Investors’ risk-reward scores improve for West African economies

Increased political stability, improved commodity prices and effective public economic reforms led to an improvement in the risk-reward score of several West African economies, according to the 2018 Africa Risk-Reward Index from Control Risks and Oxford Economics.

Ghana leads these positive developments for West Africa, recording the strongest improvement in its risk-reward score in Africa after Zimbabwe and Egypt. Both Nigeria and Senegal benefit from a greatly improved risk score.

Tom Griffin, Senior Partner for West Africa at Control Risks comments: “In 2017, many West African governments embarked on an impressive journey to implement the right reforms for economic growth and improvement of investors’ confidence.

“Since coming to power in January 2017, Ghana’s government has continued to undertake a programme of macroeconomic reforms which have focused on reducing the deficit and external debt.
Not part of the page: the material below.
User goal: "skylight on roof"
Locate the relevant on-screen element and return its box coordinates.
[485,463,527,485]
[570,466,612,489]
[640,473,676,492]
In the last year, this had a particularly positive impact on issues such as credit and exchange risk. At the same time, Ghana has attempted to improve the business environment for investors by reducing the bureaucratic and taxation burden, as well as laying out plans for further investment activity in the oil and gas and manufacturing sectors.

“In Nigeria, the recently initiated Economic Recovery and Growth Plan has begun to tackle some of the economy’s challenges – including corruption and an infrastructure deficit. The plan has also sought to remove bottlenecks to improve the ease of doing business, which in turn boosts investors’ confidence.

“In the last three years Senegal’s Emerging Senegal Plan has already led to steady growth, reaching close to 6.4% in 2017. The reduction in its risk score is one of the most positive changes in the 2018 Africa Risk-Reward Index, and can be explained by structural reforms to improve the business environment, strengthened macro-economic fundamentals and a controlled debt management policy.”